WASHINGTON — For a third summer, coronavirus threatens to wreck your plans. Doctors say a third shot – and for some at-risk populations, a fourth shot – could be your answer.
Who is recommended to get a COVID-19 booster right now?
WHAT WE FOUND
“In the beginning, it was ‘everybody needs a vaccine, just everybody gets a vaccine.’ And now it's more nuanced,” said Dr. Glenn Wortmann at MedStar Washington Hospital Center.
The CDC recommends that for anyone age 5 or older, now’s a good time to get boosted, if you haven’t yet, and if enough time has passed since finishing your primary vaccine series or testing positive for COVID-19. The CDC outlines these time criteria based on age group, risk factors, and vaccine type on its website.
The CDC now also recommends a second booster for adults ages 50 or older and anyone age 12 or older who’s moderately or severely immunocompromised.
“We're seeing a lot of community transition right now of COVID. And they need that extra booster right now.”
That doesn’t mean everyone should be getting additional COVID-19 shots, though. Dr. Wortmann says the CDC tests to see what is truly needed – and for people building their immunity after the initial shots, more vaccine could actually be counterproductive.
“You don't want to keep challenging your immune system with vaccine after vaccine after vaccine.
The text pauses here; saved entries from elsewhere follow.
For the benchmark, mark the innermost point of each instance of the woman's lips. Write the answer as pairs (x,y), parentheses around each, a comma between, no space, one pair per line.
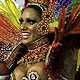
(25,35)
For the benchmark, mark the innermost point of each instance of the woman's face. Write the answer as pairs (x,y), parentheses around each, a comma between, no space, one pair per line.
(29,21)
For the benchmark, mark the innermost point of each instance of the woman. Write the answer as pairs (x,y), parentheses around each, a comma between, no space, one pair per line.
(42,61)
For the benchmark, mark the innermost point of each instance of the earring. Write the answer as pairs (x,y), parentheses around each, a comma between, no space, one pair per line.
(42,28)
(48,16)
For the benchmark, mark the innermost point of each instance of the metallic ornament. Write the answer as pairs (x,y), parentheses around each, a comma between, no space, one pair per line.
(42,28)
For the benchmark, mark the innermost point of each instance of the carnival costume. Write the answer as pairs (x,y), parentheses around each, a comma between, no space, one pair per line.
(60,17)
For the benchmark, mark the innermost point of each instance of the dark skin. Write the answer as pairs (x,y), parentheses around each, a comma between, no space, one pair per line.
(29,34)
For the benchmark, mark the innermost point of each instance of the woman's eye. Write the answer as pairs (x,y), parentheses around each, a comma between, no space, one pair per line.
(31,22)
(21,20)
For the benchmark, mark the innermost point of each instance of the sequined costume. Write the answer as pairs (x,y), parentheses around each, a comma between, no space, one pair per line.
(59,18)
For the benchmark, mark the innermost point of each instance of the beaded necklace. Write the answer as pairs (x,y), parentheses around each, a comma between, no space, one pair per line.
(37,52)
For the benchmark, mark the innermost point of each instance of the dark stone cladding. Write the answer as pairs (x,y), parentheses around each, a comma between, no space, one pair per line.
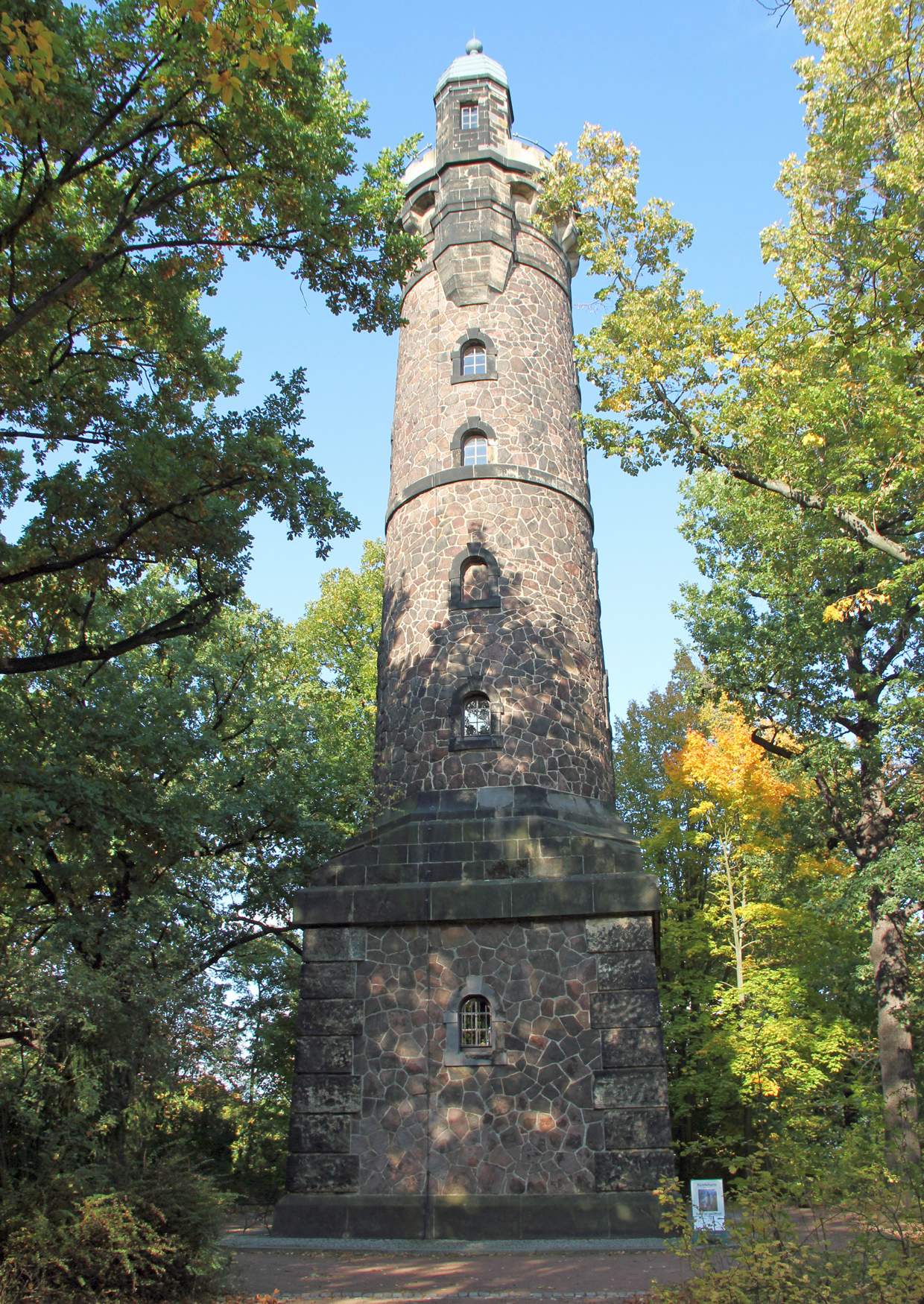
(419,1217)
(492,853)
(553,271)
(490,471)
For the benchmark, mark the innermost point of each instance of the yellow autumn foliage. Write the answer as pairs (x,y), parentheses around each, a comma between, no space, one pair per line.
(734,771)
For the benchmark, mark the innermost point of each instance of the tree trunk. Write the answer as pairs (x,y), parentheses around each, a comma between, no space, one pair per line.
(899,1092)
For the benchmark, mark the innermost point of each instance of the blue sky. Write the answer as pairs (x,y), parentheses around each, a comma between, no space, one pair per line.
(709,97)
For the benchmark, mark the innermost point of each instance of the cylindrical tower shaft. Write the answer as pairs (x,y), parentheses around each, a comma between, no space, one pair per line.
(490,573)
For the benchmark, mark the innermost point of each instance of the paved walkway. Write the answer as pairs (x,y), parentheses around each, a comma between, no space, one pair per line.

The idea is that you give the vaccine you give your immune system a chance to respond to it. And then you boost it again and it's actually a booster,” he said. “After a while your immune system can kind of become tolerant to it.”
Previous dosage recommendations have rolled out by category – for example, by profession or age. However, Dr. Wortmann doesn’t anticipate younger people or different risk groups will be cleared for a fourth shot soon.
“Right now the sweet point seems to be definitely three - you need the initial two, plus the first booster. And then for certain patient populations at high risk, you need that second booster,” he said.
Dr. Wortmann says scientists are still learning more about if, ultimately, boosters will become an annual thing for most people – kind of like flu vaccines.
Just like previous shots, doctors say boosters are intended to protect you from the most severe effects of COVID-19 – so if you get sick, it’s more like a cold than a crippling illness.